En contrepartie de financements publics, les opérateurs s’engagent chacun à déployer 5 000 nouveaux sites mobiles d’ici 2026, à raison de 600 à 800 sites par an dans les zones identifiées par les pouvoirs publics et les collectivités territoriales. A mi-parcours, Iliad a déjà déployé 2 300 sites mobiles.

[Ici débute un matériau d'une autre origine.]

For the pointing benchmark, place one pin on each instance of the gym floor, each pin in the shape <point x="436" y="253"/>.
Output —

Pour donner de la visibilité aux acteurs de la filière, Xavier Niel propose donc un New Deal 2 afin de couvrir les dernières zones blanches et grises. Ce qui a fait bondir le sénateur Patrick Chaize, par ailleurs, président dAvicca, association des collectivités engagées dans le numérique.
Passe d’armes entre Xavier Niel et un sénateur
Alors que le coût du New Deal s’élève, selon l’élu, entre 3 et 5 milliards, il se dit « plus que contre ce New New Deal » qui qualifie de « malhonnêteté ». L’Avicca et InfraNum, la fédération regroupant tous les acteurs de la chaîne de la fibre optique en France, font, eux, la promotion d’un « Good Deal » du numérique, un plan financé pour tout ou partie par le surcroit attendu des recettes de l’Ifer.
Des visions difficilement réconciliables et qui ont donc donné lieu à cet échange particulièrement tendu entre le sénateur et Xavier Niel. Le premier demandant au second si les prix agressifs pratiqués par Free étaient tenables dans la durée. Le fondateur d’Iliad a alors eu beau jeu de s’insurger rappelant qu’il a gelé ses tarifs alors que tous ses concurrents ont augmenté les leurs, participant à son niveau à la lutte contre l’inflation. On retrouve cette passe d’armes dans une vidéo devenue virale sur les réseaux sociaux.